There is a longstanding tradition between Morehead State University and West Union High School’s music departments and the University shared its talented Concert Choir and Chamber Singers. Corbett Phipps of the Christian Union Church in West Union made introductions and commendations, delivering his ever-witty dialogue. He thanked church members Sara Lewis, Sarene Bellamy and Angel Stevenson for providing a home-cooked meal for the singers who likely needed a nap but went on with the show. Dakota Nehus, Choir Director for West Union High School, graduated from Morehead and said of their Conductor, Dr. Greg Detweiler, “He made my experience memorable.” The Choir enjoyed the accompaniment of Morehead’s pianist, William A. Murphy.
Some evening highlights included the stunning and emotional performance of “Ave Maria” and standout tenor Samuel Smittle, who beautifully hit a few intense high notes. The haunting “Ukrainian Alleluia” moved the audience with its pain and crescendo of hope. Detweiler said of the arrangement, “It combines the pain Ukraine is going through and the element of hope.”

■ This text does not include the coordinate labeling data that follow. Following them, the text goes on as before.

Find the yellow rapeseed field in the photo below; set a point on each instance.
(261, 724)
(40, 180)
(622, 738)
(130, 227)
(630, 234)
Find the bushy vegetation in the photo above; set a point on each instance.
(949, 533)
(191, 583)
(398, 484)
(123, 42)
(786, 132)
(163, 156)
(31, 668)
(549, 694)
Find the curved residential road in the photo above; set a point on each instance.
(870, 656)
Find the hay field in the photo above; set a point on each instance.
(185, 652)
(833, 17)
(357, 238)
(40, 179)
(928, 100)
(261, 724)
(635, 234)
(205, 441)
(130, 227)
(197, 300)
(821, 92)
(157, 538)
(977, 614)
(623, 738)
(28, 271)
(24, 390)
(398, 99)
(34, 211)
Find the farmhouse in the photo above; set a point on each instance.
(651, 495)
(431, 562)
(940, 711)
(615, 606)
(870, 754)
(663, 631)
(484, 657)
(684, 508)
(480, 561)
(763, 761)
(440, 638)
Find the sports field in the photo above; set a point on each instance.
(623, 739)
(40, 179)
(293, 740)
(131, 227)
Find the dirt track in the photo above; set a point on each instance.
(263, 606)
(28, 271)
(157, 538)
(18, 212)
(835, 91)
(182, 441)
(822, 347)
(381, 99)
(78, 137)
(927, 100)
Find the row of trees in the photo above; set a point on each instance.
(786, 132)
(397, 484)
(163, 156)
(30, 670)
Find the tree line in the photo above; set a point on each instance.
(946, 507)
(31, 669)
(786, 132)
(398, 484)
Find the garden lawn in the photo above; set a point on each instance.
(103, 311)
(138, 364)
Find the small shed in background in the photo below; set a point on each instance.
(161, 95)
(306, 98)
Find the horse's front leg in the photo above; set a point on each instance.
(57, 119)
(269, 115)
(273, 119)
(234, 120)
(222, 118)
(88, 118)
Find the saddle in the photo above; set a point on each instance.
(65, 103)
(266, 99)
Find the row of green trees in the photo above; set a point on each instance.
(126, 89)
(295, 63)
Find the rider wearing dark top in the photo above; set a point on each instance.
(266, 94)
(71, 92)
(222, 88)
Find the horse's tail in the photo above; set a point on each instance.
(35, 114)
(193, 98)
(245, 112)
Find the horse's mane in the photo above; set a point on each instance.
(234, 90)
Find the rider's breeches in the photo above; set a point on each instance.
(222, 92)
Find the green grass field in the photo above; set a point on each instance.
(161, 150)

An Indonesian folk song, “Hela Rotan” (Pull the Rattan), performed by the Concert Choir, was lively and fun. The most spirited and playful performance of the evening was “Maquerule,” a traditional Columbia Folksong. Soprano, Summer Lighthall, featured her angelic voice and left the crowd with smiles on their faces.
The Concert Choir mastered the sometimes prophetic and always poetic artistry of Bob Dylan with “The Times They Are A-Changin’.” And each singer wore enlivened expressions during their presentation of “Celtic Dance.”
The Chamber Singers performed a traditional spiritual called “Sometimes I Feel,” showcasing alto and former Carl Schneider student and West Union graduate Sarah White-Jarman. The song was perhaps the most potent, permeating the life events of enslaved people and their expression of faith in hope and sorrow through music.
Soprano Katie Webb, flutist Olivia Hall, and the Chamber would have made Dolly Parton proud with their rendition of “Light of a Clear Blue Morning.” Webb’s voice belted unapologetically and filled the room with a joyous song. A loud whisperer in the audience said, “She’s good!” Indeed, she was.
The evening’s intermission included Christian Union’s Becky Plymail singing and playing the piano with happy gospel sounds.
Music filled the little Christian Union Church, making it a sanctuary of song and bringing to the surface emotions and responses that only the language of music can do.